During dental care it is necessary to administer a local anesthesia to the patient. This injection is usually given in the gums and produces effects in the surrounding soft tissues. Aside from the discomfort that this represents for the patient, the efficacy of the anesthesia is not always optimal. This is essentially due to the fact that the anesthetic product partially diffuses away from the tooth being treated instead of remaining concentrated.
During dermatological treatment of man or animal, it is sometimes also useful to have a needle in order to perform a less painful or safer injection.
On certain needles, in order for the practitioner to work with precision, the base or connecting part of the needle, which may be made of plastic or metal and permits the needle to be screwed into the syringe, has a marking which indicates the positioning of the main bevel of the needle. Ordinarily the mark is on the side of the bevel, which means that when one views the needle from the side, one sees the mark and the main bevel at the same time.
However, this positioning of the mark does not permit the practitioner to use the bevel correctly, since the main bevel should be situated flatly on the mucosa or skin for a painless injection. The practitioner should therefore make certain that the needle is always turned in such a way that the mark is not visible, which does not correspond to accurate positioning but to a highly approximate positioning.
In order to alleviate the various problems described above, penetrating injection needles have been developed so as to make it possible, e.g., for the dentist to penetrate to the interior of the bone mass where the teeth are situated and deposit the anesthetic there.
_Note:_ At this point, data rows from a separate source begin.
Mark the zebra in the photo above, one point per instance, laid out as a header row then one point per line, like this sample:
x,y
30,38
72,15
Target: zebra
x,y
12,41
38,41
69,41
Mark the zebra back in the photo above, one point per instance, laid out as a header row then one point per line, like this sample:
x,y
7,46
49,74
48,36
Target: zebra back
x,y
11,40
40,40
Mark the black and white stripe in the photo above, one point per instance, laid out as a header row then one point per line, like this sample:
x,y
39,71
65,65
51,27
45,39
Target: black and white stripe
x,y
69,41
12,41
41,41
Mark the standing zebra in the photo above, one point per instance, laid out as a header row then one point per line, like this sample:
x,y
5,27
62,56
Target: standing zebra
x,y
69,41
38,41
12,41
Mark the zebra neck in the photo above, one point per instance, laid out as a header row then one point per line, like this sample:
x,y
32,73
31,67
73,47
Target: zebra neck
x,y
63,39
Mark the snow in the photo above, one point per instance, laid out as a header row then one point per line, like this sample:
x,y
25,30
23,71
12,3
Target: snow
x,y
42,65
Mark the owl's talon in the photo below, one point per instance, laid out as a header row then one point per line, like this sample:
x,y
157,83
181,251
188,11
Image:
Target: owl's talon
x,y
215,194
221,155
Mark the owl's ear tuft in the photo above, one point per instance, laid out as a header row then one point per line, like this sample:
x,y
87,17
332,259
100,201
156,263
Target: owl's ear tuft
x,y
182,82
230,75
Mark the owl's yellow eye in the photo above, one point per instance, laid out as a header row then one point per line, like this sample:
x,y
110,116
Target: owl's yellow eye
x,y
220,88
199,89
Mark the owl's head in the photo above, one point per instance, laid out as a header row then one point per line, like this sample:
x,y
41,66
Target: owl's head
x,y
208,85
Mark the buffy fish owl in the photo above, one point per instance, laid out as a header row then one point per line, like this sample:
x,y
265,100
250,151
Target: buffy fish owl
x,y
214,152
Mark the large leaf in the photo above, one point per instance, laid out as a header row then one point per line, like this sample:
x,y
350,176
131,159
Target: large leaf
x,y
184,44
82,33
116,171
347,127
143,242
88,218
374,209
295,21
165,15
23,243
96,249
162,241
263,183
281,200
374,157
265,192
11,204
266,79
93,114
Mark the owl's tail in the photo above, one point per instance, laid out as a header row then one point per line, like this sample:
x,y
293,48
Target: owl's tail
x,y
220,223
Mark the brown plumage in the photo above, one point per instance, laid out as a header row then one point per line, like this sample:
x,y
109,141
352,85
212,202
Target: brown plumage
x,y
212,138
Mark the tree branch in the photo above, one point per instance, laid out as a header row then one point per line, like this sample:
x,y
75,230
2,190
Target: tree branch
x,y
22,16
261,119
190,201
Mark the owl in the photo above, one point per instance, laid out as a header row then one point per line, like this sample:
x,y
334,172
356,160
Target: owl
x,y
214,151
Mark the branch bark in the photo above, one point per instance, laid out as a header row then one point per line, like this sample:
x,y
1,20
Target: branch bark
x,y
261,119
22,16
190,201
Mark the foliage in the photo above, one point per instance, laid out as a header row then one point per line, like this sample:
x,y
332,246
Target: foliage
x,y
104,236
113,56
Therefore, the latter is deposited in the spongy interdental bone, resulting in immediate anesthesia of the teeth to be treated. The bone is surrounded by a cortical, i.e. a hard part forming a casing; the liquid anesthetic is less subject to the phenomenon of migration, which is not the case in a peripheral tissue irrigated by the blood. For the dermatologist and veterinarian the needles with a more cutting bevel permit the painless penetration of the surface layers of the skin.
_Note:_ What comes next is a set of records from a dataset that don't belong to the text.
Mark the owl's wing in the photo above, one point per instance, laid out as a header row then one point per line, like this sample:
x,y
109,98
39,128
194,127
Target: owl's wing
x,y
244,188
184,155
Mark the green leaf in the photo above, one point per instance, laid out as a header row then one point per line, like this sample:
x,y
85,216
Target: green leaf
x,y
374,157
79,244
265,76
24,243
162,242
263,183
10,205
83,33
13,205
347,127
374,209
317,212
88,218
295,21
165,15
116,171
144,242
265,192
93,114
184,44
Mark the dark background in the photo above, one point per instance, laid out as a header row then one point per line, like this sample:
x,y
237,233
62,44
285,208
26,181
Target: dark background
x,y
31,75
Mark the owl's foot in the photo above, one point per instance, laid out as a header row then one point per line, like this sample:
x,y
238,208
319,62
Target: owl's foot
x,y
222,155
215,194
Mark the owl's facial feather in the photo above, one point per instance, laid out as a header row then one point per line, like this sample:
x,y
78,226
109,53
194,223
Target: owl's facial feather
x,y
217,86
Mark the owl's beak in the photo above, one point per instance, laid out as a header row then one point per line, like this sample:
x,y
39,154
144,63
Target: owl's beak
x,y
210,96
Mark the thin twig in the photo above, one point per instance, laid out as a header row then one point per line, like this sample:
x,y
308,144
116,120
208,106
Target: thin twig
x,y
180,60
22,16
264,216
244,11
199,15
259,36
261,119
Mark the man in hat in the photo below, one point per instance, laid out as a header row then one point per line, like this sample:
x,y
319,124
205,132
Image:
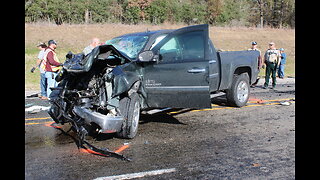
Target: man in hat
x,y
43,81
282,63
254,48
94,43
272,61
52,65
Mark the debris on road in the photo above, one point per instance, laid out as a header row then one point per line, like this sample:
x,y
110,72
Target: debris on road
x,y
285,103
36,109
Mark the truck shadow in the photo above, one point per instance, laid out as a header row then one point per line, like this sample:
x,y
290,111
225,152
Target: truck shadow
x,y
221,100
159,118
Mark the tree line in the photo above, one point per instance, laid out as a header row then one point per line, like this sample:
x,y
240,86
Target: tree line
x,y
253,13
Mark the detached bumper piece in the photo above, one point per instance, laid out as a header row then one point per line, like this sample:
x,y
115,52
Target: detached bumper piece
x,y
108,123
80,142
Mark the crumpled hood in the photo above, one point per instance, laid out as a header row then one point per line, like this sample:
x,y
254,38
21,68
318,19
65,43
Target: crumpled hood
x,y
79,63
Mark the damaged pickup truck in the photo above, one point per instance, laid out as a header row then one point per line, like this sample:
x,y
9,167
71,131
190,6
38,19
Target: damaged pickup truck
x,y
105,91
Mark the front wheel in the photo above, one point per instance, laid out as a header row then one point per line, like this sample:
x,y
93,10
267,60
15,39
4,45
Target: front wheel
x,y
238,94
130,110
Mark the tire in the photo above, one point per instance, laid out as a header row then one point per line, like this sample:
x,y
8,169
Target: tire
x,y
130,110
238,94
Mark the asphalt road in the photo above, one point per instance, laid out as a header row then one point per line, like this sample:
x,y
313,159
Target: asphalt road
x,y
253,142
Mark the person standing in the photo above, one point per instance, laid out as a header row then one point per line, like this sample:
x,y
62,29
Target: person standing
x,y
43,81
282,63
52,65
94,43
272,60
254,48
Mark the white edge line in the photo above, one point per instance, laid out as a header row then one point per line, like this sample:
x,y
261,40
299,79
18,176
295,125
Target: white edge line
x,y
138,175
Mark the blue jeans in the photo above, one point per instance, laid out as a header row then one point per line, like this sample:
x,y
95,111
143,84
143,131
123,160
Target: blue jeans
x,y
281,71
50,76
43,84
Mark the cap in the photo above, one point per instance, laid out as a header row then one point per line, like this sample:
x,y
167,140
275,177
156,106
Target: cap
x,y
52,42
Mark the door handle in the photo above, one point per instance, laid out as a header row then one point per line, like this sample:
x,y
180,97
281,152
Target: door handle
x,y
196,70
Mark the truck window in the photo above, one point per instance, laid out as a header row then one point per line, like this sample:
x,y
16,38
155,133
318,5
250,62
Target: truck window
x,y
188,46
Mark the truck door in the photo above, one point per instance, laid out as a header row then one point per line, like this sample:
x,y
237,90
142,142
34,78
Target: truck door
x,y
180,78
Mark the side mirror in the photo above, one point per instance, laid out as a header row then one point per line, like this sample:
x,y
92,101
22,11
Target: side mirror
x,y
148,56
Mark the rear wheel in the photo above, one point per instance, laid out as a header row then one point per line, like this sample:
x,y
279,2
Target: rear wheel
x,y
238,94
130,110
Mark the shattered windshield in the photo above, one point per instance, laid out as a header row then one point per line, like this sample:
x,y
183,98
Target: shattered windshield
x,y
130,45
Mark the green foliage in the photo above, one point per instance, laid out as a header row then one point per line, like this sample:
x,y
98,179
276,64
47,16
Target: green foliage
x,y
157,11
276,13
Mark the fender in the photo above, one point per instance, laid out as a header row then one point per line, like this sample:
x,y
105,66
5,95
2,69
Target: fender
x,y
123,80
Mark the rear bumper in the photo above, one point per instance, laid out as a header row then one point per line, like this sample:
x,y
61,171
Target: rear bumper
x,y
108,123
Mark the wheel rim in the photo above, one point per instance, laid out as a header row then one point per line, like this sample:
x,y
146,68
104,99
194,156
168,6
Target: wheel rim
x,y
242,91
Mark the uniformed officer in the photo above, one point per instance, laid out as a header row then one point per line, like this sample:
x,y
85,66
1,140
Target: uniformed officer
x,y
272,60
254,48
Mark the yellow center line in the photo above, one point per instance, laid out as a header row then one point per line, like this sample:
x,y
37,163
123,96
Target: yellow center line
x,y
251,105
38,123
30,119
196,110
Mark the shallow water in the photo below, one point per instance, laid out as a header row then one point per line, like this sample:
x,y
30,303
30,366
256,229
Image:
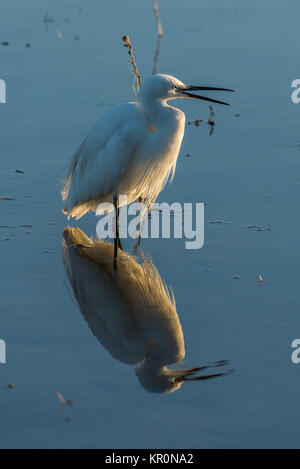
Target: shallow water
x,y
247,173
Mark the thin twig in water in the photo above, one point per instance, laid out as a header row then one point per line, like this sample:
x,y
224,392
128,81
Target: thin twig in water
x,y
157,17
137,82
159,33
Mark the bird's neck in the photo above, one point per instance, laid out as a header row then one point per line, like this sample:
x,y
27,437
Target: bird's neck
x,y
160,115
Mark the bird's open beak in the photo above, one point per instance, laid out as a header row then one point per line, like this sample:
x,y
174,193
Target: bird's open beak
x,y
185,90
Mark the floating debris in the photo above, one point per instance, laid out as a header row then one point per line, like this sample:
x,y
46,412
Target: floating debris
x,y
211,121
59,34
258,227
195,122
47,19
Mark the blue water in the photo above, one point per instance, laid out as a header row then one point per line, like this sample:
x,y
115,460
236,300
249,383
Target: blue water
x,y
247,173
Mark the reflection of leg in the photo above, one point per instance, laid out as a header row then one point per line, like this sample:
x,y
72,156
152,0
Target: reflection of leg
x,y
116,240
135,247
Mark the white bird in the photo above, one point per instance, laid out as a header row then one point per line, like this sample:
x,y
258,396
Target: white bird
x,y
131,312
131,151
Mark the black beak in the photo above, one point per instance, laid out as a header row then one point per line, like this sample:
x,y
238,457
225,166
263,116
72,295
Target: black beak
x,y
202,88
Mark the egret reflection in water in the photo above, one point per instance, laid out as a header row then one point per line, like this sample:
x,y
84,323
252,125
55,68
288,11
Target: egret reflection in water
x,y
130,311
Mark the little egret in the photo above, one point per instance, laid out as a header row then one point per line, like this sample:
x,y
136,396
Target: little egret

The perforating injection needles were developed from the commonly used injection needles. Therefore, these perforating injection needles consist of a tubular body having two opposite ends, of which a first end provided with a single short bevel (posterior) is intended to be connected to means for driving in rotation and means for supplying or dispensing of the liquid. It is in reference to this bevel, during the fabrication, that the marking is positioned on the base, permitting the marking of the anterior bevel. The second end which is intended to penetrate into the human or animal body is provided with a long (anterior) bevel, constituting the main bevel which is supplemented by the other two bevels, the secondary bevels. According to the description, the main bevel specifies the face before the second end of the needle.
Now the second ends of the needles with their three bevels basically have one or another of two forms. According to the first form, which is the most widespread, the two secondary bevels are situated on the plane surface of the main bevel. They make the needle more pointed. This is the “lancet” bevel. According to the second form, less widespread than the first, the two secondary bevels are situated opposite the main bevel and therefore form counter-bevels. This arrangement of the three bevels gives the point of the needle a pyramid shape. This is the “back cut” bevel.
During use, in rotation, for a perforation by a needle having one or another of the arrangements of the triple bevel described above, the penetrating power into the bone mass is mediocre.
In addition, such injection needles have a point angle of the order of 60 degrees. The main bevel has an angle relative to the longitudinal axis of the needle of the order of 10 and 15 degrees.
However, in the course of various practical uses it has been found that these injection needles displace the tissues when an injection is made into the gingiva. The penetration is therefore quite painful. Moreover, these needles suffer from the fact that the angles formed by the intersection of the bevels between themselves or the bevels and the circular wall are close to or even greater than 60 degrees.